Reputation: 267177
I'm working at a complex script which could be processing upto 500,000 records. Here's my question.
Basically my code will parse a text file to get each of those 500,000 or so records. Each record will have a category, my code will need to check if a new record in the categories
table had been created for that category during that particular processing, and if not, it will create that record.
So I have 2 options:
1) I store an array of keys=>values containing category name and ID, so I could do this:
if (array_key_exists($category,$allCategories))
$id=$allCategories[$category];
else
{
mysql_query("INSERT INTO categories (procId,category)
VALUES ('$procId''$category')");
$id=mysql_insert_id();
$allCategories[$category]=$id;
}
2) Each time this text file is processed, it will get its own process ID. So rather than checking the $allCategories
variable which could grow to have 100,000+ entries, I could do this:
SELECT id FROM categories WHERE procId='$procId' AND category='$category'
The downside here is that this query will be run for each of the 500,000+ records. Whereas the disadvantage of holding all the categories in an array is that I could run out of memory or the server could crash.
Any thoughts?
Upvotes: 1
Views: 356
Reputation: 126135
Given that your average category name is 30 bytes, you'd only need 30 * 500000 bytes = 15000000 bytes = 15000 kilobytes = 1.5 megabytes.

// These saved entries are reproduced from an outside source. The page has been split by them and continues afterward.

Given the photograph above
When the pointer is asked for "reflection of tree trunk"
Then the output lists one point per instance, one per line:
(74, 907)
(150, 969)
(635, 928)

I think you have this much memory.
Upvotes: 1
Reputation: 60518
Can you just keep a list of the ids that you've already inserted? If they are integer ids, that's 4 bytes each times 100,000 entries would use only about 400K of memory.
ETA:
To avoid storing the category name, hash the name and store the hash. With a 128 bit MD5 hash, that's 16 bytes per hash or only about 1.6MB of memory + overhead.
Upvotes: 2
Reputation: 11625
One idea will be to add a constraint on table so duplicate inserts are rejected by database. Then just keep inserting all records and let the db do the checking.
Upvotes: 1